Que serait l’histoire de la photographie du xx siècle sans tous ses pionniers nés en Europe centrale ? Parmi eux : les Hongrois André Kertész, Laszlo MoholyNagy, Robert Capa, Brassaï, les Tchèques Josef Sudek, Josef Koudelka (de nationalité française depuis 1987). Dans cet aréopage, le nom d’Eli Lotar (1905-1969) brille d’un éclat singulier. Né à Paris d’un père roumain et d’une mère bulgare, il passe son enfance et son adolescence à Bucarest. En 1924, il retrouve Paris, où il fait la connaissance de Germaine Krull, photographe allemande qui allait devenir sa compagne. Lotar ne fait rien comme tout le monde. Même s’il est influencé à ses débuts par la Nouvelle Vision (dont Germaine Krull est l’une des figures de proue), même s’il côtoie les avant-gardes (comme le groupe surréaliste), Lotar n’en creuse pas moins son propre sillon. Piéton de Paris, il oscille entre réalisme – ainsi sa série sur les abattoirs de la Villette – et un onirisme qui, par le biais du photomontage, lui fait imaginer dans les années 1920 le décor futuriste des Champs-Elysées et de Montmartre en l’an 2000. Le style de Lotar s’adapte aux lieux et aux sujets : en Grèce, il photographie des pièces archéologiques en s’attachant à valoriser, sans le moindre artifice, la puissance de leurs volumes. Mais quand il se trouve sur le quai d’un port, il n’hésite pas à grimper en haut d’un mât pour obtenir un cliché où vergues et cordages dessinent une géométrie complexe.

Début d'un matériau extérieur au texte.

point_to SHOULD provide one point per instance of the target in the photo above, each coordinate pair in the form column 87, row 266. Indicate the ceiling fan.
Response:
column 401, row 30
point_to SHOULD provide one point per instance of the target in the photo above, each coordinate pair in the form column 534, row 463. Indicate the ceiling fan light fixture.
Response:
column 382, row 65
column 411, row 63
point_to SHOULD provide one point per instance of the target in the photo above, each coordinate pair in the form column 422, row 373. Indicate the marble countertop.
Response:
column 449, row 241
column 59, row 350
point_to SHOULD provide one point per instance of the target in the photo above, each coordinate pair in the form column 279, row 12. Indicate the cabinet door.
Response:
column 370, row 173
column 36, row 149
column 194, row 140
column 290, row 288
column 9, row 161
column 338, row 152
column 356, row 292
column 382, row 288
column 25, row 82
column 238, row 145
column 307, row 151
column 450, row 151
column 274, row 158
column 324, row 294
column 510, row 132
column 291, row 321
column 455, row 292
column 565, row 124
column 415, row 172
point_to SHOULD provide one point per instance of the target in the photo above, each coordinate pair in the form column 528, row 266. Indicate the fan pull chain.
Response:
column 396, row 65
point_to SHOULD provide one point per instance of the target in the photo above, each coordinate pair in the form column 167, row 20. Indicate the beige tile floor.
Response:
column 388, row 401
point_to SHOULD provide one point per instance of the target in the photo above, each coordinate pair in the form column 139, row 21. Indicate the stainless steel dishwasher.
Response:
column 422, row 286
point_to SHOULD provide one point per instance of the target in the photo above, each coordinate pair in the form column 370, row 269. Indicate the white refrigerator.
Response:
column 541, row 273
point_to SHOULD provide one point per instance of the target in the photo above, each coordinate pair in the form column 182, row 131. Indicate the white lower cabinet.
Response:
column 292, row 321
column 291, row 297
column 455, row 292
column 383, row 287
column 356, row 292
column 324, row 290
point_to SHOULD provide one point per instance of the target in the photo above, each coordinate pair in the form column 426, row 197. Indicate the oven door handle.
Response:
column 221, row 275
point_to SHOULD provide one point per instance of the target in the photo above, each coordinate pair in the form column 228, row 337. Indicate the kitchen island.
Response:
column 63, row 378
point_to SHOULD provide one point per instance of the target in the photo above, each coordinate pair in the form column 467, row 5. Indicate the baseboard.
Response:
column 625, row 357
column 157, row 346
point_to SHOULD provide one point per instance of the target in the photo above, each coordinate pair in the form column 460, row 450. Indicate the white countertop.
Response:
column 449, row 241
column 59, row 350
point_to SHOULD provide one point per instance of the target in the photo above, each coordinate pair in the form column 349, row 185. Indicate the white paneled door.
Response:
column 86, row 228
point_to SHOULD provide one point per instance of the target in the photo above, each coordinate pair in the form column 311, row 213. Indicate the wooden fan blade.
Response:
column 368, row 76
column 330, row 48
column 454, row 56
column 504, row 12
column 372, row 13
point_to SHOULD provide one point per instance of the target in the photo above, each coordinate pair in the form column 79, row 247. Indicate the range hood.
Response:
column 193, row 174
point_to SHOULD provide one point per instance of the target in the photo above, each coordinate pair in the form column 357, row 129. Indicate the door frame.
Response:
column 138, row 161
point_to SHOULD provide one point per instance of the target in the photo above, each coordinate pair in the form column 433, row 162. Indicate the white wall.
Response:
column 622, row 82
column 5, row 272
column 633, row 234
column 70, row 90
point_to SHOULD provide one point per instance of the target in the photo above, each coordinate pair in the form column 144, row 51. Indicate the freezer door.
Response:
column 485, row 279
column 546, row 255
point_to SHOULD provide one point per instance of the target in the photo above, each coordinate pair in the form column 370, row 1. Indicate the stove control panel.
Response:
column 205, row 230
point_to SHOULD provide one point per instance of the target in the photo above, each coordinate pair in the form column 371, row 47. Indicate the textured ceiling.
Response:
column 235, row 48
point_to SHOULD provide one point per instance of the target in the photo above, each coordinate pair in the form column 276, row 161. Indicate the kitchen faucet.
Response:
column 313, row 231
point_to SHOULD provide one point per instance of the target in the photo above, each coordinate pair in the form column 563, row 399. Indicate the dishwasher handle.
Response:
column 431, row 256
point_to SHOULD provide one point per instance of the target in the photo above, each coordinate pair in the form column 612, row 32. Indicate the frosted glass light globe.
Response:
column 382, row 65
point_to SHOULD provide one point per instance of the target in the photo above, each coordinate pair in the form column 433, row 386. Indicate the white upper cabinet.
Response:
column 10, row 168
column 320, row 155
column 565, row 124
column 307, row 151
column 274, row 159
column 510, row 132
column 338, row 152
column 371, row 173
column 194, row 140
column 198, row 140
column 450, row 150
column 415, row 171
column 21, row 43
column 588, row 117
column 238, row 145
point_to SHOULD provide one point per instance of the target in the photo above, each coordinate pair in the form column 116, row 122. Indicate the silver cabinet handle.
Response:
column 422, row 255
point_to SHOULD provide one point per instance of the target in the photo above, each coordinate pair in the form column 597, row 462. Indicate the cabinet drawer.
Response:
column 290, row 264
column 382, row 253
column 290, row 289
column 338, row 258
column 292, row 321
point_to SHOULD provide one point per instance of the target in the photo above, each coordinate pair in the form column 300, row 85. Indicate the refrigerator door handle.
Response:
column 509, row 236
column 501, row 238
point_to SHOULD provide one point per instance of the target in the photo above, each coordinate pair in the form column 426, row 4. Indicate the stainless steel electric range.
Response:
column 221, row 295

La photographie documentaire a été également l’un des piliers de la pratique de Lotar. Celle-ci va d’ailleurs le rapprocher du cinéma. En 1932, il est opérateur sur le tournage de « Terre sans pain » de Buñuel, film dépeignant la misère des habitants de la région des Hurdes, en Espagne. Lotar passe à son tour derrière la caméra en 1945 pour réaliser « Aubervilliers », court-métrage d’une vingtaine de minutes que l’on pourra redécouvrir ici. Jacques Prévert signe le commentaire et les chansons de cette plongée dans la misère ouvrière. Lotar a donc été véritablement un homme d’images et cette exposition rend un hommage pertinent à son parcours. Dans la dernière salle, on assiste à un ultime dialogue : au début des années 1960, Lotar photographia Giacometti et ce dernier sculpta Lotar. On jugera ce « duel » sur pièces, entre sculpture et photo. Entre silence et magie.